FIG. 1A is a conceptual illustration, of 3-D sound filtering using HRTF. Implementing 3-D sound positioning requires filtering a monophonic, non-directional input sound 10 with left and right ear HRTFs 18a and 18b that are associated with a particular radial angle 12 from a listener's position 16. In some sound processing environments, this radial angle 12 is azimuthal. Typically, a software program inputs the sound 10 to a sound processor, and specifies the angle 12 at which the input sound 10 should be filtered in order to be perceived as if it originated from that position. When the left ear HRTF 18a and right ear HRTF 18b associated with the specified angle 12 are applied to the input sound source 10, an Interaural Intensity Difference (IID) and an Interaural Time Difference (ITD) is established between the sounds that arrive at the listener's ears. The IID represents the difference in the intensity of the sound reaching the two ears, while the ITD represents the difference between the time that the sound reaches the left and right ears. Each HRTF includes a magnitude response and the phase response, where the magnitude response of the HRTF includes the IID, which is frequency dependent; and the phase response of the HRTF includes the ITD, which is frequency dependent.

The complexity of the HRTF filters leads to several problems. The large number of taps (i.e. HRTF coefficients) necessary to accurately model the HRTF leads to a great deal of computation and, hence, high power consumption. Attempting to find an acceptable balance between filter accuracy and low power, low filter order can be challenging.

In some sound processor architectures, minimum phase versions of the HRTF filters, also referred to as minimum phase filters, are used that no longer have the ITD inherent in the phase response of the filters. Instead, an ITD delay 22, representing the average group delay of each HRTF, is used to artificially insert the ITD by delaying the contralateral (far) ear's input sound sequence to the appropriate HRTF 18 by a number of samples. When designing a 3-D sound system, a designer may choose a particular library of HRTF measurements from different sources on the basis of user preference or behavioral data.

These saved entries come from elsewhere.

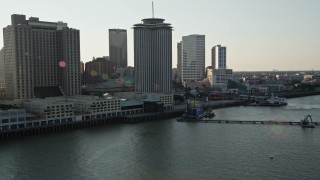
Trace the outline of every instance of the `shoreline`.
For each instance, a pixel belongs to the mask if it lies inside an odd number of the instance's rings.
[[[282,95],[281,97],[298,98],[298,97],[313,96],[313,95],[320,95],[320,91],[286,94],[286,95]],[[202,103],[202,105],[204,105],[205,107],[210,107],[212,109],[219,109],[219,108],[241,106],[241,105],[244,105],[244,102],[245,101],[241,101],[241,100],[221,100],[221,101],[204,102]],[[142,113],[142,114],[134,114],[130,116],[117,116],[117,117],[99,118],[99,119],[96,118],[96,119],[83,120],[83,121],[67,122],[64,124],[53,124],[53,125],[45,125],[45,126],[37,126],[37,127],[3,131],[3,132],[0,132],[0,140],[17,138],[17,137],[25,137],[25,136],[42,135],[42,134],[54,133],[59,131],[67,131],[72,129],[99,127],[107,124],[137,124],[137,123],[157,121],[157,120],[162,120],[167,118],[175,118],[183,114],[183,112],[185,111],[185,106],[186,106],[185,104],[174,105],[173,109],[171,110],[167,110],[164,112],[157,112],[157,113]]]

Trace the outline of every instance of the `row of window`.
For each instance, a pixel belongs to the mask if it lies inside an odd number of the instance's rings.
[[[7,124],[7,123],[15,123],[15,122],[22,122],[22,121],[25,121],[26,118],[25,117],[18,117],[18,118],[8,118],[8,119],[2,119],[1,120],[1,123],[2,124]]]

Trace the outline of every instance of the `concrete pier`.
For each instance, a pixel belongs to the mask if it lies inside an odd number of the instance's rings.
[[[177,119],[178,122],[190,122],[190,123],[224,123],[224,124],[265,124],[265,125],[300,125],[300,122],[296,121],[245,121],[245,120],[212,120],[212,119]],[[320,122],[313,122],[314,125],[320,125]]]

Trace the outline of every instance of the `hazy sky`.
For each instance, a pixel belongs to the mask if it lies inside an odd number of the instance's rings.
[[[0,0],[0,26],[11,14],[64,21],[80,30],[81,60],[109,54],[108,29],[128,30],[133,65],[132,25],[152,16],[151,0]],[[320,70],[320,0],[154,0],[155,17],[171,23],[173,67],[182,36],[206,35],[211,48],[227,46],[227,66],[243,70]],[[3,36],[0,37],[1,47]]]

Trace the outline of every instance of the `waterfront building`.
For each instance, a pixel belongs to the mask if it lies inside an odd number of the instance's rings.
[[[182,37],[181,80],[200,81],[205,75],[205,35]]]
[[[68,98],[73,102],[77,112],[84,114],[110,114],[107,117],[121,115],[120,99],[114,97],[73,96]]]
[[[0,131],[25,128],[26,118],[25,110],[0,110]]]
[[[33,98],[23,102],[23,107],[34,115],[34,119],[72,119],[74,107],[65,98]]]
[[[214,46],[211,49],[211,60],[213,69],[227,69],[227,48],[221,45]]]
[[[115,73],[114,64],[108,56],[93,58],[85,64],[85,83],[101,83],[109,79]]]
[[[80,32],[63,22],[14,14],[3,29],[6,97],[33,98],[35,88],[81,93]]]
[[[135,91],[172,92],[172,26],[164,19],[148,18],[133,29]]]
[[[123,99],[135,99],[144,101],[146,99],[154,99],[163,103],[164,109],[172,109],[173,93],[136,93],[136,92],[117,92],[114,96]]]
[[[116,68],[128,66],[127,30],[109,29],[109,56]]]

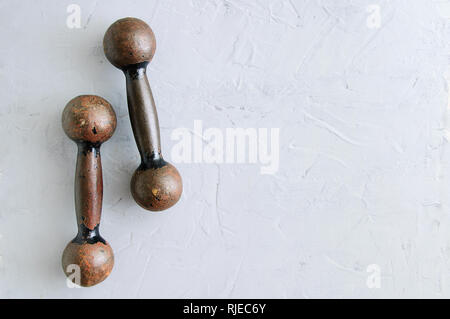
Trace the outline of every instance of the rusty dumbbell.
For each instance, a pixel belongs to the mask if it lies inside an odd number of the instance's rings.
[[[165,210],[180,199],[183,185],[177,169],[161,154],[158,116],[146,75],[155,54],[155,36],[144,21],[124,18],[106,31],[103,48],[107,59],[126,77],[131,126],[141,155],[131,179],[131,193],[141,207]]]
[[[64,250],[62,266],[67,276],[70,265],[78,266],[79,284],[84,287],[105,280],[114,265],[113,251],[99,233],[103,199],[100,145],[113,135],[116,123],[111,105],[95,95],[74,98],[62,115],[64,132],[78,145],[75,174],[78,234]]]

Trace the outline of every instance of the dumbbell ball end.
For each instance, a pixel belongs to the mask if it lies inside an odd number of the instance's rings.
[[[131,194],[142,208],[159,212],[175,205],[183,192],[178,170],[170,163],[141,165],[131,178]]]
[[[114,22],[103,38],[106,58],[119,69],[150,62],[155,55],[156,40],[152,29],[137,18]]]
[[[114,134],[116,125],[116,113],[111,104],[96,95],[73,98],[62,114],[64,132],[77,143],[106,142]]]
[[[109,276],[114,266],[114,254],[106,242],[95,244],[70,242],[62,256],[63,271],[68,277],[74,274],[71,265],[80,267],[79,285],[91,287]],[[76,279],[76,276],[73,276],[73,282],[78,284]]]

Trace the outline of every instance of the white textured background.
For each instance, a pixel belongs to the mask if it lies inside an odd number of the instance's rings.
[[[66,26],[70,3],[0,1],[0,297],[450,297],[450,1],[77,1],[81,29]],[[196,119],[279,127],[277,174],[177,164],[175,208],[134,203],[125,80],[102,50],[126,16],[157,37],[166,158]],[[102,148],[116,263],[90,289],[67,288],[60,266],[76,233],[60,116],[79,94],[118,115]]]

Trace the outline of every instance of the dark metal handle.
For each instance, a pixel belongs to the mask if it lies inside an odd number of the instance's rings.
[[[145,164],[162,158],[158,114],[146,75],[147,64],[133,65],[124,70],[131,126]]]
[[[75,241],[104,242],[98,233],[102,200],[103,177],[100,146],[78,143],[75,173],[75,210],[78,235]]]

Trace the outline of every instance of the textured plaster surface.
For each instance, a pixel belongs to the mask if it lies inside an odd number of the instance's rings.
[[[71,3],[0,1],[0,297],[450,297],[450,1],[78,0],[69,29]],[[276,174],[176,164],[180,202],[136,205],[125,80],[102,50],[125,16],[157,38],[166,158],[194,120],[278,127]],[[116,262],[102,284],[69,289],[76,145],[61,112],[80,94],[118,116],[102,147]]]

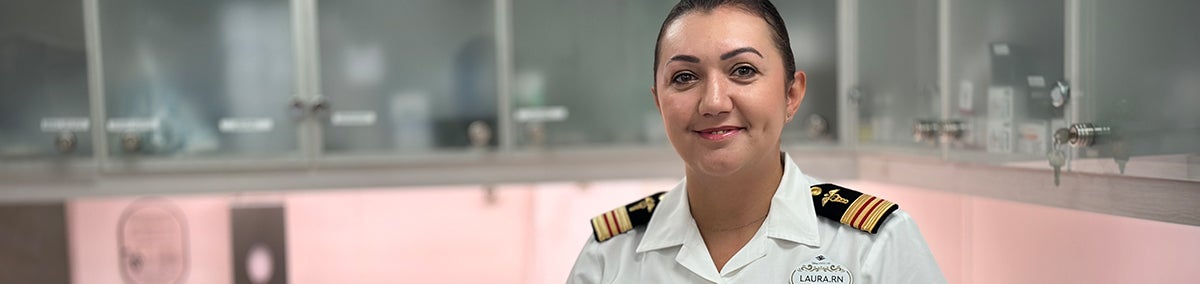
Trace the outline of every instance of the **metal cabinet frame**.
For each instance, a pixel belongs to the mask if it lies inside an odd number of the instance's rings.
[[[100,0],[83,0],[88,54],[89,100],[93,122],[105,121]],[[292,0],[297,96],[313,98],[320,88],[317,0]],[[1082,0],[1065,0],[1067,78],[1078,82]],[[862,179],[917,186],[1060,208],[1085,210],[1171,223],[1200,225],[1200,182],[1065,172],[1055,186],[1049,170],[954,162],[958,153],[937,148],[858,144],[858,116],[851,92],[857,80],[858,0],[841,0],[838,9],[837,145],[785,145],[801,168],[826,180]],[[951,0],[938,2],[939,87],[949,88],[949,14]],[[668,145],[608,148],[518,149],[514,145],[511,100],[513,43],[511,0],[494,0],[497,37],[499,147],[418,155],[323,156],[321,127],[315,118],[300,123],[299,157],[284,159],[140,160],[108,154],[108,135],[94,129],[90,159],[48,159],[4,165],[0,203],[89,196],[230,193],[438,184],[587,182],[603,179],[678,178],[682,163]],[[942,95],[941,116],[950,115]],[[1067,116],[1080,118],[1078,104]]]

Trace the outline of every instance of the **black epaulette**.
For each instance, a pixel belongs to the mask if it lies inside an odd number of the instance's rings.
[[[667,192],[655,193],[592,218],[592,235],[596,237],[597,242],[603,242],[633,230],[634,227],[650,223],[650,214],[658,207],[663,193]]]
[[[817,215],[872,234],[878,233],[879,224],[900,209],[900,205],[883,198],[829,183],[812,186],[812,199]]]

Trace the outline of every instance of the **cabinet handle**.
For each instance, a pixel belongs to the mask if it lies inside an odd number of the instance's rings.
[[[961,141],[967,132],[967,126],[962,121],[947,120],[942,121],[938,130],[942,133],[942,143],[950,143]]]
[[[1054,142],[1071,147],[1091,147],[1099,138],[1112,134],[1112,128],[1091,123],[1076,123],[1054,131]]]
[[[850,91],[846,94],[846,100],[850,103],[850,105],[853,105],[853,106],[859,105],[859,103],[862,102],[862,99],[863,99],[862,88],[859,88],[858,86],[854,86],[853,88],[850,88]]]
[[[292,102],[288,104],[288,113],[292,119],[301,119],[308,114],[308,102],[300,98],[292,98]]]
[[[325,98],[316,98],[313,100],[305,100],[302,98],[293,98],[288,104],[292,118],[301,119],[309,115],[323,115],[329,112],[329,101]]]
[[[933,142],[938,136],[938,121],[919,120],[913,125],[913,140],[916,142]]]
[[[125,133],[121,135],[121,150],[126,153],[135,153],[142,149],[142,137],[136,133]]]
[[[313,100],[310,112],[312,112],[313,115],[323,115],[326,112],[329,112],[329,108],[330,105],[328,100],[325,98],[317,98],[316,100]]]
[[[1067,105],[1067,101],[1071,99],[1071,85],[1067,82],[1058,81],[1054,83],[1054,87],[1050,88],[1050,105],[1055,108],[1062,108]]]
[[[808,138],[817,139],[829,136],[829,121],[819,114],[811,114],[805,119],[805,133]]]
[[[471,122],[467,125],[467,139],[470,140],[471,147],[484,149],[492,140],[492,127],[482,120]]]
[[[966,132],[966,124],[959,120],[919,120],[913,125],[913,139],[916,142],[956,142],[962,140]],[[941,140],[938,140],[939,137]]]
[[[75,133],[70,131],[59,132],[54,137],[54,149],[58,150],[59,154],[69,154],[75,152],[75,146],[79,144],[79,139],[75,137]]]

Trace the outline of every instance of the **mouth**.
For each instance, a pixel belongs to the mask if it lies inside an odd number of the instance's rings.
[[[700,138],[703,138],[705,140],[722,141],[725,139],[729,139],[730,137],[733,137],[735,135],[741,134],[742,131],[745,131],[745,130],[746,130],[745,127],[720,126],[720,127],[713,127],[713,128],[705,128],[705,129],[701,129],[701,130],[693,130],[692,133],[696,133],[696,135],[699,135]]]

FIG. 1B is a block diagram graphically illustrating how minimum phase versions HRTF measurements are conventionally stored. Although many formats are available for storing a library of HRTF measurements 30, the library 30 typically includes the left HRTF 18a, the right HRTF 18b, and optionally the ITD 22 for each allowable angle increment of the input sound 12 from 0 and 360 degrees. Each HRTF 18 typically comprises some number of HRTF coefficients, or ”coefficients.” For example, thirty-two 16-bit coefficients are not uncommon. Rather than being stored, the ITD 22 may be calculated directly from the angle 12 specified for the input sound 10 during sound processing. Whether the ITD 22 is stored or calculated, what is important to note is that for whatever increment the source angle 12 may be specified, that same increment is used to select the ITD 22.

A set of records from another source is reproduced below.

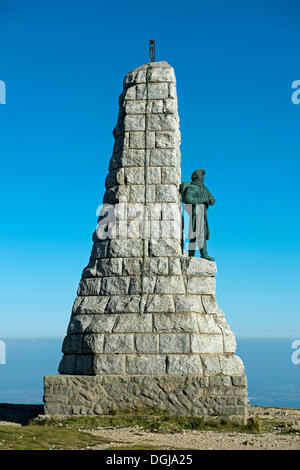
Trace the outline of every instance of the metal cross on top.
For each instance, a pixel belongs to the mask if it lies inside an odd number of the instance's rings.
[[[155,62],[155,41],[149,40],[149,62]]]

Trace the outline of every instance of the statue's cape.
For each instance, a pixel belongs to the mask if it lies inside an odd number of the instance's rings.
[[[204,204],[185,204],[184,210],[189,215],[188,239],[195,238],[198,248],[201,249],[205,236],[205,206]]]

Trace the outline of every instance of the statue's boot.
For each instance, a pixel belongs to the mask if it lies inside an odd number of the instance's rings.
[[[189,256],[195,256],[195,253],[196,253],[195,248],[196,248],[196,238],[192,238],[190,239],[190,243],[188,246]]]
[[[212,256],[208,256],[207,250],[205,248],[202,248],[200,250],[200,253],[201,253],[201,258],[207,259],[208,261],[215,261],[215,258],[213,258]]]

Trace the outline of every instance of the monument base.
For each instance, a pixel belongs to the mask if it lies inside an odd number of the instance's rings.
[[[175,415],[247,416],[245,375],[49,375],[47,415],[105,415],[157,408]]]

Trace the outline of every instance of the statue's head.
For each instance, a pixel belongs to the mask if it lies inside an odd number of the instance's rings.
[[[205,175],[205,170],[202,170],[201,168],[199,168],[198,170],[195,170],[194,173],[192,174],[192,181],[200,180],[201,183],[203,183],[204,175]]]

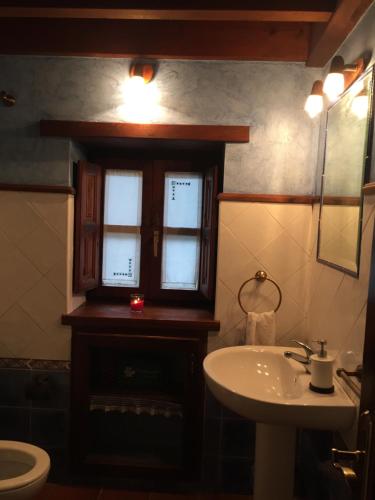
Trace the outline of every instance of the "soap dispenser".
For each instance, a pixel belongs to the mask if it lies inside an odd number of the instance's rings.
[[[318,354],[310,356],[310,371],[311,382],[310,389],[314,392],[322,394],[331,394],[335,387],[332,383],[333,380],[333,357],[329,356],[326,351],[326,340],[314,340],[320,344]]]

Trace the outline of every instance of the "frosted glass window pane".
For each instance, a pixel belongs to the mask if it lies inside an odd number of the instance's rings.
[[[103,236],[103,285],[139,286],[141,236],[105,232]]]
[[[198,290],[200,238],[165,235],[161,287],[174,290]]]
[[[165,174],[164,226],[200,228],[202,218],[202,174]]]
[[[106,170],[104,224],[140,226],[142,219],[142,172]]]

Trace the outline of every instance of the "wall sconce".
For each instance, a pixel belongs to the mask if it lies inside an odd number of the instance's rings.
[[[365,62],[362,58],[354,64],[345,64],[341,56],[335,56],[324,83],[316,80],[306,100],[305,111],[310,118],[315,118],[323,110],[323,94],[330,101],[335,101],[363,73],[364,69]]]
[[[310,118],[315,118],[323,110],[323,82],[315,80],[311,93],[306,99],[305,111]]]
[[[16,104],[16,98],[10,94],[7,94],[4,90],[0,92],[0,101],[4,104],[4,106],[7,106],[8,108]]]
[[[157,63],[135,60],[128,77],[120,84],[122,103],[118,114],[122,120],[135,123],[155,121],[160,113],[160,91],[156,82]]]
[[[363,59],[354,64],[345,64],[341,56],[332,59],[329,73],[324,80],[323,92],[330,101],[335,101],[351,83],[358,78],[365,67]]]
[[[135,62],[131,64],[129,74],[132,80],[139,80],[143,84],[150,83],[155,76],[155,65]]]

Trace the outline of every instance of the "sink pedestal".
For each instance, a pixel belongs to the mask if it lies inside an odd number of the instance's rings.
[[[293,500],[296,428],[256,424],[254,500]]]

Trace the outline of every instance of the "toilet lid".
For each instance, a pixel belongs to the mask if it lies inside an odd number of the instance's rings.
[[[1,456],[6,460],[7,455],[11,456],[14,461],[22,463],[26,460],[26,463],[34,463],[34,465],[25,474],[0,480],[0,491],[15,490],[27,486],[49,471],[50,458],[48,454],[32,444],[18,441],[0,441],[0,460]]]

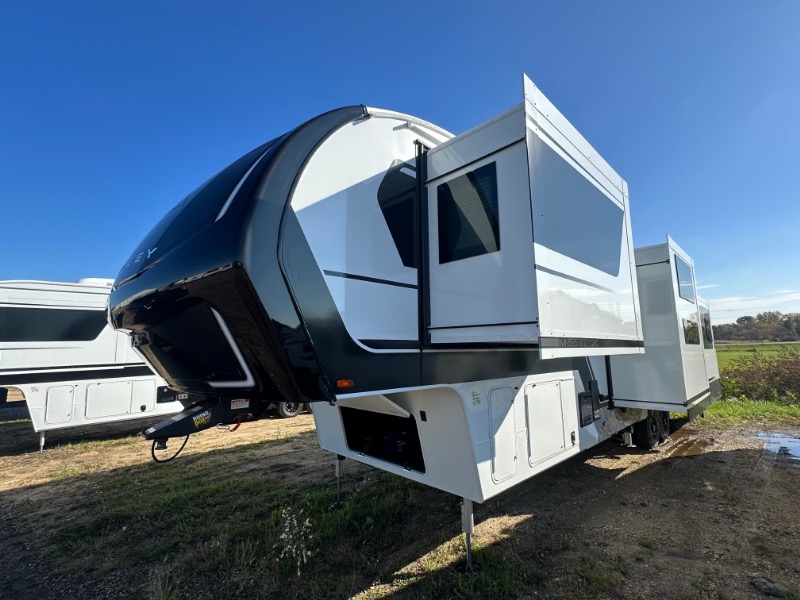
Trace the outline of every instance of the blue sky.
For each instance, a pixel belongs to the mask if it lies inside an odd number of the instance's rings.
[[[290,5],[291,4],[291,5]],[[0,279],[115,277],[180,198],[350,104],[460,133],[526,72],[716,322],[800,312],[800,2],[0,2]]]

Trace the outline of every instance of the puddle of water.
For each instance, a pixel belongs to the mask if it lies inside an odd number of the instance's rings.
[[[780,456],[800,461],[800,439],[781,433],[759,433],[757,440],[764,440],[764,449]]]

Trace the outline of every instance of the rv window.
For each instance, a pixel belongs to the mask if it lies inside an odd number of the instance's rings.
[[[89,342],[106,326],[106,311],[0,308],[0,342]]]
[[[531,137],[533,241],[619,276],[625,211],[544,143]]]
[[[440,264],[500,250],[496,163],[443,183],[437,193]]]
[[[684,300],[694,302],[694,281],[692,280],[692,267],[677,254],[675,255],[675,270],[678,276],[678,295]]]
[[[417,226],[414,214],[417,175],[412,165],[400,163],[386,171],[378,186],[378,205],[392,234],[403,265],[417,268]]]
[[[683,340],[687,344],[700,344],[700,330],[691,319],[683,320]]]
[[[714,334],[713,330],[711,329],[711,315],[708,312],[708,309],[702,307],[700,309],[703,317],[703,347],[704,348],[713,348],[714,347]]]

A problem with minimum phase HRTF filters is that they consume a great deal of power. In designs that strive for a low-power architecture, filters that provide power benefits are imperative.

Another conventional solution includes the use of non-minimum phase HRTF filters and sound processors. Such filters may be HRTFs that preserve the original ITD information in the phase response. An advantage of using such filters is not needing to artificially insert the ITD. A problem with non-minimum phase filters is that implementing HRTFs require very high order filters to get adequate quality or comparable quality to a minimum-phase filter of lower-order. This is unacceptable for low-power 3-D sound hardware.

Alternatively, linear phase filters can be used to construct the HRTFs. A linear phase filter has the advantage of having no phase difference, and hence no ITD, between left and right ear HRTFs. Using linear phase filters allows the ITD to be artificially inserted with high precision. A problem with linear phase filters is that they still fall short of minimum phase filters with regard to accurate HRTF magnitude response reproduction. Since it is the HRTF filtering that consumes the large majority of power consumption for 3-D sound positioning, it is most critical to provide the best magnitude response for a low order filter. Minimum phase filters provide this facility.

In most 3-D sound processors that implement HRTF-based 3-D sound positioning, multiple simultaneous sounds (or voices as they are referred to) are programmable and can be independently positioned. Existing implementations, or solutions, would likely impose the processor's HRTF implementation on all voices. If 32-tap minimum-phase HRTFs are used for 3-D sound positioning, all voices would use such filters. Although a 32-tap minimum-phase HRTF filter is an ideal implementation for a single voice and would offer low-power, low-computation benefits, it offers no flexibility in reducing computational requirements and power consumption when several concurrent voices are running. For a system that may have more than 64 simultaneous voices, having a fixed HRTF implementation is far too rigid and the low-power, low-computation benefits of the fixed minimum-phase HRTF 3-D sound positioning implementation is diminished if most voices are running concurrently.

Accordingly, what is needed is an improved method and system for processing HRTF data for 3-D sound positioning. The present invention addresses such a need.

BRIEF SUMMARY OF THE INVENTION

The present invention provides a method and system for processing HRTF data for 3-D sound positioning. According to the present invention, a number of voices to be processed is determined, and a number of HRTF coefficients to be processed is determined based on the number of voices.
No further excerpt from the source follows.